A ideia de que Putin
cobiça uma UE superpovoada, assoberbada por regulamentação e com tensões sociais
crescentes é, no mínimo, questionável. Esta narrativa, no entanto, foi um ovo
galado que vingou: serviu para mobilizar a opinião pública para uma guerra
apresentada como um bem contra o mal, silenciando o debate sobre os custos
reais e os objetivos finais...
Em 2022, a UE e o
Reino Unido alegadamente bloquearam negociações de paz nascentes entre Kiev e
Moscovo, numa altura em que um cessar-fogo seria mais viável. Agora, o mesmo
bloco exige um cessar-fogo, mas apenas para dar tempo à Ucrânia de se rearmar;
este cinismo estratégico que não escapa a muitos...
No cerne deste
problema está um vício de fundo: a projeção. A elite europeia, habituada a
trabalhar com medos e a manipular a vontade popular em vez de a informar com
factos, projetou os seus próprios métodos e ambições sobre a Rússia. A rectórica
sobre "democratizar" a Rússia escondia, muitas vezes, a velha
doutrina colonial de "dividir para reinar", a esperança de que uma
Rússia fragmentada em estados menores seria mais fácil de controlar e dos seus
recursos mais fáceis de aceder.
A estratégia da
NATO de impor valores à força, apoiando revoltas e mudanças de regime em nome
da democracia, é percebida por Moscovo e por outros BRICS como a continuação do
imperialismo ocidental por outros meios, um imperialismo mental, como bem se
pode observar se temos em conta anúncios de funcionários da EU e da NATO...
A UE encontra-se agora numa encruzilhada
humilhante... Putin, o "diabo" absoluto, é agora recebido com tapete
vermelho em capitais mundiais, forçando a Europa a um realinhamento pragmático
para o qual não está preparada... O grande desafio para a UE não é Trump nem
Putin.
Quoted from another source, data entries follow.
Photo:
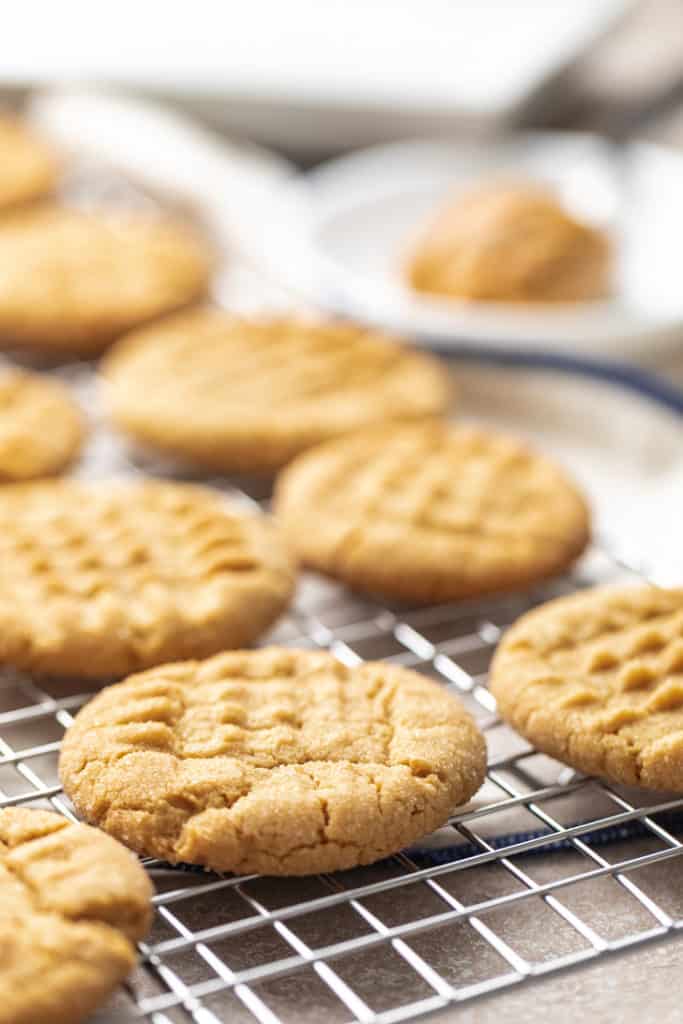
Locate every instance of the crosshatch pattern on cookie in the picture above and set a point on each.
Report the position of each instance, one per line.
(41, 428)
(72, 903)
(260, 391)
(104, 579)
(596, 680)
(432, 510)
(280, 761)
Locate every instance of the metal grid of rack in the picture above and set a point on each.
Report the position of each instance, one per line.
(507, 892)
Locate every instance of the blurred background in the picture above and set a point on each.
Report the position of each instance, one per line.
(313, 77)
(337, 127)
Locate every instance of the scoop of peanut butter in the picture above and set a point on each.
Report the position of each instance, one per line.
(512, 243)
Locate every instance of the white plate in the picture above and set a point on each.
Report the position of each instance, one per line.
(310, 75)
(366, 208)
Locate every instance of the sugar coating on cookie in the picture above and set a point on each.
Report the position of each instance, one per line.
(99, 580)
(596, 681)
(431, 512)
(29, 167)
(41, 428)
(254, 393)
(73, 902)
(73, 281)
(510, 242)
(276, 761)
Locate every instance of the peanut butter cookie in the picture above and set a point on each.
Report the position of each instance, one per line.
(254, 393)
(41, 428)
(99, 580)
(511, 243)
(29, 168)
(596, 680)
(73, 903)
(283, 762)
(73, 281)
(431, 512)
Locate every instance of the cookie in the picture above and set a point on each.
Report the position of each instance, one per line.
(99, 580)
(41, 428)
(431, 512)
(73, 902)
(283, 762)
(254, 393)
(596, 680)
(73, 281)
(29, 168)
(513, 242)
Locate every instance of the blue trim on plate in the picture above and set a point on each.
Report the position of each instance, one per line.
(632, 378)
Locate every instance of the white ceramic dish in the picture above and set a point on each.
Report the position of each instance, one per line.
(310, 76)
(366, 208)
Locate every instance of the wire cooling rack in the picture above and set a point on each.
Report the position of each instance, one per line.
(544, 871)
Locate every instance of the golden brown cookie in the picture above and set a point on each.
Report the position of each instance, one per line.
(511, 243)
(29, 168)
(73, 902)
(99, 580)
(73, 281)
(284, 762)
(41, 428)
(431, 512)
(254, 393)
(596, 680)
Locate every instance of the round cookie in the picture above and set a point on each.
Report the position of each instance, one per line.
(99, 580)
(72, 281)
(255, 393)
(41, 428)
(514, 242)
(596, 680)
(73, 902)
(29, 168)
(283, 762)
(431, 512)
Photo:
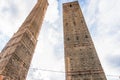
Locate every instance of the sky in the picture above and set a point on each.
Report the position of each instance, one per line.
(102, 18)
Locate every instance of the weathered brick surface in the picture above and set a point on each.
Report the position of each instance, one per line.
(16, 56)
(81, 59)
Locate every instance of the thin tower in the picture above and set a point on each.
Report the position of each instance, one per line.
(81, 60)
(16, 56)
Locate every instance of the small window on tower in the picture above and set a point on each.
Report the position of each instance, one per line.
(70, 5)
(66, 24)
(74, 23)
(68, 39)
(86, 36)
(81, 21)
(77, 38)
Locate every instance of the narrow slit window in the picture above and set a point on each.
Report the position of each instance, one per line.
(86, 36)
(68, 39)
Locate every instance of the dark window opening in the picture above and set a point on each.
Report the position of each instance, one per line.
(66, 24)
(77, 38)
(74, 23)
(86, 36)
(70, 5)
(81, 21)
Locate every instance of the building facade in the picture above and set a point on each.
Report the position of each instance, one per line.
(16, 56)
(81, 60)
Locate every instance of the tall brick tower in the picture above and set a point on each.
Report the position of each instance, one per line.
(81, 59)
(16, 56)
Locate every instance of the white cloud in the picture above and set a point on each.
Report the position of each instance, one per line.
(102, 17)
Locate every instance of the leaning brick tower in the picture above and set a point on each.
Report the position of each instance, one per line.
(16, 56)
(81, 60)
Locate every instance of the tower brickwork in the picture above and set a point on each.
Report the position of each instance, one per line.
(16, 56)
(81, 60)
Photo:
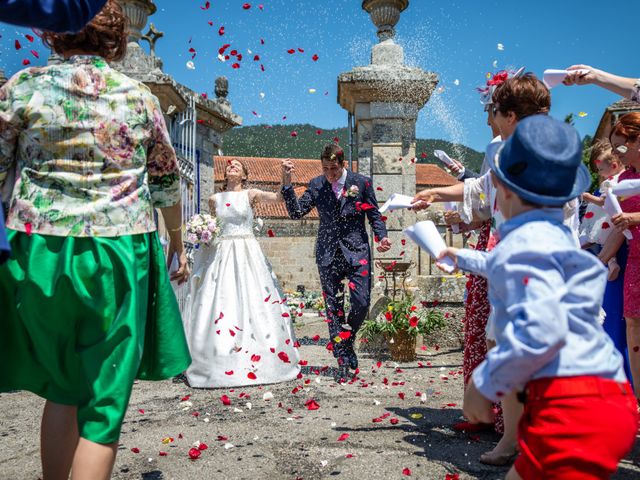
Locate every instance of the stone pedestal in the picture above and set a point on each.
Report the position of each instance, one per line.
(385, 99)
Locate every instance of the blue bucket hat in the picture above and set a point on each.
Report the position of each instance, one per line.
(541, 162)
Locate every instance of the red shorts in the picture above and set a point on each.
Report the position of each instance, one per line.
(575, 428)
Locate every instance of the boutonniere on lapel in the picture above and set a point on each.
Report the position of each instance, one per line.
(353, 191)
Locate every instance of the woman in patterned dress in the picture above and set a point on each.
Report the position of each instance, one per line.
(87, 303)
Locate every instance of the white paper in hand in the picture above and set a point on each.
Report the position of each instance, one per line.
(612, 207)
(552, 77)
(396, 201)
(427, 236)
(452, 207)
(443, 157)
(627, 188)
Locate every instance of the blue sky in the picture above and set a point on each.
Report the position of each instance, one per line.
(456, 39)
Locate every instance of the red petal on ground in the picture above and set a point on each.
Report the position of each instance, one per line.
(284, 357)
(312, 405)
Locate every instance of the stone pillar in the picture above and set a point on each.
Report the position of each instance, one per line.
(385, 98)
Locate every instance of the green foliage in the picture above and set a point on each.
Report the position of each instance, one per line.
(404, 315)
(276, 142)
(587, 141)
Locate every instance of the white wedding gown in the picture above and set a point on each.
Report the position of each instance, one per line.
(237, 324)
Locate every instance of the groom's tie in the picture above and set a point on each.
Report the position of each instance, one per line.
(337, 189)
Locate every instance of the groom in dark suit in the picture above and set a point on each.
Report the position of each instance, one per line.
(343, 199)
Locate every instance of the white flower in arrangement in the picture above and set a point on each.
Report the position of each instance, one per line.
(202, 229)
(353, 191)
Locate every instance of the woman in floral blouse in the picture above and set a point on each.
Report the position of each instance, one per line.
(87, 303)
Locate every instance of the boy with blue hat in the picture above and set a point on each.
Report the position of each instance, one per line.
(580, 416)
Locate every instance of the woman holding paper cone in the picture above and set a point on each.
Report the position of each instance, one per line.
(625, 140)
(586, 75)
(93, 157)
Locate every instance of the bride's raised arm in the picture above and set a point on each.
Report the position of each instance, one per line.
(261, 196)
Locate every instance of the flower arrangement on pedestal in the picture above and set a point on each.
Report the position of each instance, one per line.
(401, 323)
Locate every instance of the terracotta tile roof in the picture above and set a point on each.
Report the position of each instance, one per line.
(265, 173)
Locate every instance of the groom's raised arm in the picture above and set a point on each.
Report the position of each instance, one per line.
(296, 207)
(373, 214)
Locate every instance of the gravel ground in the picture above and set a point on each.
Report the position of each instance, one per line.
(394, 417)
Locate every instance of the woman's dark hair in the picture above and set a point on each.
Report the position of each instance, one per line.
(105, 35)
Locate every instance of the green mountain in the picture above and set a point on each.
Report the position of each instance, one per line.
(306, 141)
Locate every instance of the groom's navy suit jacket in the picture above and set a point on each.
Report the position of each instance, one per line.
(342, 222)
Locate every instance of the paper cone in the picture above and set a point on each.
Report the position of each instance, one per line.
(612, 207)
(397, 201)
(443, 157)
(427, 236)
(627, 188)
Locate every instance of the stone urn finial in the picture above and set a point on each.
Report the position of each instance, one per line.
(385, 15)
(137, 12)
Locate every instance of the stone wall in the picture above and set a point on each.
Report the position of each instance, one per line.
(292, 252)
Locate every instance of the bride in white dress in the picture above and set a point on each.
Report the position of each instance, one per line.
(236, 319)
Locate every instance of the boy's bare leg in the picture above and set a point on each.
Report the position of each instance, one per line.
(633, 341)
(58, 440)
(93, 461)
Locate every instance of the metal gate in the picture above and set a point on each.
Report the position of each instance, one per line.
(183, 137)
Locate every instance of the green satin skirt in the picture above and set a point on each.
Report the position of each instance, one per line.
(82, 318)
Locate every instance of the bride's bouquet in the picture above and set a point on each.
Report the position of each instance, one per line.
(202, 229)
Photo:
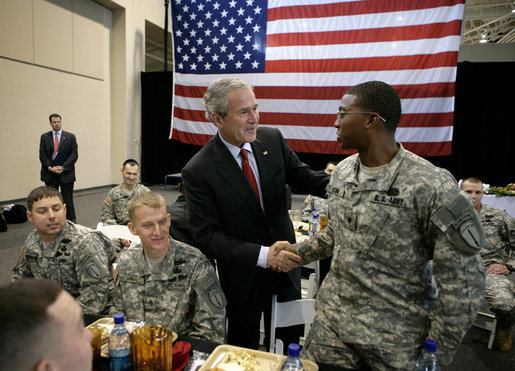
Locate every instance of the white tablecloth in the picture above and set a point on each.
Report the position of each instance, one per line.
(507, 203)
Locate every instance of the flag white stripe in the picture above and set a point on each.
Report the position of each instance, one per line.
(364, 50)
(302, 106)
(394, 77)
(429, 134)
(366, 21)
(282, 3)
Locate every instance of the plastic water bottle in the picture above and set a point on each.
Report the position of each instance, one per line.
(119, 345)
(293, 361)
(314, 222)
(427, 360)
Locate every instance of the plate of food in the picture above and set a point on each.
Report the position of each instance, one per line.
(232, 358)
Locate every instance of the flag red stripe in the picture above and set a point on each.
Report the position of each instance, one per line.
(327, 92)
(407, 62)
(427, 31)
(353, 8)
(327, 120)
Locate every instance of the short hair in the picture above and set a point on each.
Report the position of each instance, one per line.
(472, 180)
(215, 99)
(26, 327)
(42, 192)
(150, 199)
(378, 96)
(130, 162)
(53, 115)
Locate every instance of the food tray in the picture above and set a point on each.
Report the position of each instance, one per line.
(265, 360)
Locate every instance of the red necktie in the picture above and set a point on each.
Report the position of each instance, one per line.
(247, 170)
(56, 143)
O verdadeiro desafio é superar a sua própria infantilização política... A UE não via o mundo real, com as suas
complexidades e nuances. Via apenas o reflexo que ela própria tinha fabricado:
um Trump caricatural, um Putin demoníaco, e uma imagem heroica de si própria
como bastião incontestável da virtude... A UE debate-se com o facto de ter
ficado presa no próprio adesivo que fabricou, escorregando no resíduo pegajoso
da sua própria miragem...
O renascimento europeu exigirá mais do que
estratégia; exigirá uma volta às suas raízes mais profundas. A Europa precisa
de se re-situar, sim, não só geopoliticamente, mas, sobretudo, espiritualmente.
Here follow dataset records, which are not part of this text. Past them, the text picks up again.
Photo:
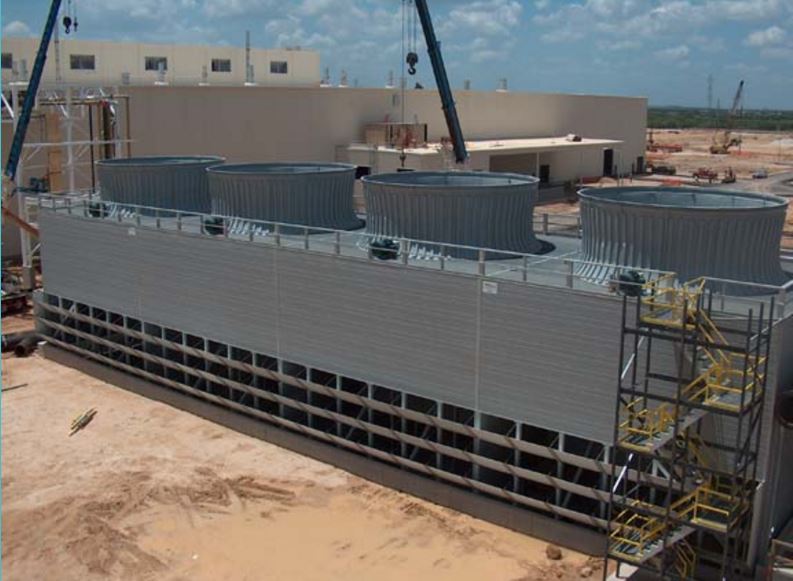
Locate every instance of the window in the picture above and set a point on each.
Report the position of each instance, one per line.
(82, 62)
(154, 63)
(278, 67)
(221, 65)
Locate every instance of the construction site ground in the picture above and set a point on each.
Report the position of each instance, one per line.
(146, 491)
(770, 151)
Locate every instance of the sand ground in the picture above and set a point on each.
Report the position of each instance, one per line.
(146, 491)
(769, 150)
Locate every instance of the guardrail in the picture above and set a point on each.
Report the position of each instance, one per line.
(556, 271)
(559, 271)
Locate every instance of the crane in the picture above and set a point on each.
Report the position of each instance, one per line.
(723, 140)
(33, 88)
(444, 89)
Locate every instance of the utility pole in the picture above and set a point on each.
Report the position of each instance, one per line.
(710, 93)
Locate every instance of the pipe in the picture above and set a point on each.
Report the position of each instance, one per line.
(22, 344)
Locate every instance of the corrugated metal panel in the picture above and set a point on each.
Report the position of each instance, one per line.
(176, 183)
(692, 232)
(541, 355)
(226, 291)
(551, 357)
(309, 194)
(411, 329)
(478, 209)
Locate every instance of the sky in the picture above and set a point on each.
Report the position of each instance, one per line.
(662, 49)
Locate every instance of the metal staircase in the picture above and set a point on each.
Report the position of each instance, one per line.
(704, 369)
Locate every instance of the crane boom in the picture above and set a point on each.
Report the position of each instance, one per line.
(736, 103)
(445, 90)
(33, 88)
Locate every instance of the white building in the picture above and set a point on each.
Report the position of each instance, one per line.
(89, 62)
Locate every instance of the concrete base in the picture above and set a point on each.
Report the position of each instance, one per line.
(501, 513)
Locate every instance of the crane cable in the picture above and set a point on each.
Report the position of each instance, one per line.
(412, 57)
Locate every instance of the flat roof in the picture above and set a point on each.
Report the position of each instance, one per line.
(520, 145)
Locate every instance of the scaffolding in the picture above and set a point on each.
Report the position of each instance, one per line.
(689, 409)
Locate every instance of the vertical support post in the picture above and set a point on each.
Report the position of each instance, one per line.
(28, 273)
(69, 118)
(569, 279)
(559, 468)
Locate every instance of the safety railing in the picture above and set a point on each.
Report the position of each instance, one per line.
(708, 506)
(556, 271)
(634, 533)
(643, 426)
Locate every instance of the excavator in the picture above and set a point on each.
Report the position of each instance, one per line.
(723, 139)
(441, 79)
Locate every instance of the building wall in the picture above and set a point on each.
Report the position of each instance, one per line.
(185, 63)
(272, 124)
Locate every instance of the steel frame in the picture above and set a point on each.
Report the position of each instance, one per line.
(492, 455)
(658, 423)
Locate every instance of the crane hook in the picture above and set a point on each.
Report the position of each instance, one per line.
(411, 60)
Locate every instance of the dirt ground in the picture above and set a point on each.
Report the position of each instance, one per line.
(772, 151)
(146, 491)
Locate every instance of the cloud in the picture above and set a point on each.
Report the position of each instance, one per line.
(618, 45)
(778, 52)
(673, 54)
(16, 28)
(488, 17)
(769, 36)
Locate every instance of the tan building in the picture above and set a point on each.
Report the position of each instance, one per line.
(505, 131)
(89, 62)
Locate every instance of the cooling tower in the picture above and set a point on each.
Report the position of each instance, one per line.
(172, 182)
(308, 194)
(478, 209)
(693, 232)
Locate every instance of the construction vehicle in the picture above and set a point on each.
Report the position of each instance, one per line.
(723, 140)
(14, 299)
(655, 167)
(705, 173)
(23, 120)
(653, 145)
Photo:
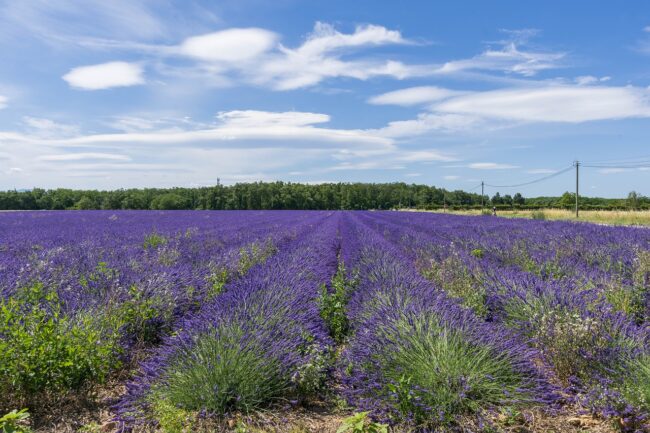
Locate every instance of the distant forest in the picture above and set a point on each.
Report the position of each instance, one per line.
(281, 195)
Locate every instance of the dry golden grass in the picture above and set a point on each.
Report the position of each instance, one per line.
(613, 217)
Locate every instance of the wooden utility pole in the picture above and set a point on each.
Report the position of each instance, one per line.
(577, 164)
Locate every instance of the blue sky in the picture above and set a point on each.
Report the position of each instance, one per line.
(97, 94)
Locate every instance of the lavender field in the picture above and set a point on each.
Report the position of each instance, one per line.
(388, 321)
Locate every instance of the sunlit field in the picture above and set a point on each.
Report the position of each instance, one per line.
(613, 217)
(321, 321)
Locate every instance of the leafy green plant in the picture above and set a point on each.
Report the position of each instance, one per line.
(333, 304)
(172, 419)
(538, 215)
(153, 241)
(254, 254)
(217, 279)
(435, 368)
(360, 423)
(453, 275)
(44, 349)
(221, 373)
(12, 422)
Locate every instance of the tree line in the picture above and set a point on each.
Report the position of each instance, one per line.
(283, 195)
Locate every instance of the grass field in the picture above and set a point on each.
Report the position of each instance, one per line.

A sua bússola já está gravada na sua história: a dignidade soberana do
indivíduo, presente no humanismo cristão; a solidez das estruturas e da
governação, testada pelo genius romano e católico; e a busca eterna pela ética
e pelo bem comum, inaugurada pela filosofia grega. Redescobrir esta tríade de
valores não é nostalgia; é a chave para forjar uma identidade forte e
compassiva no mundo multipolar que agora se demarca.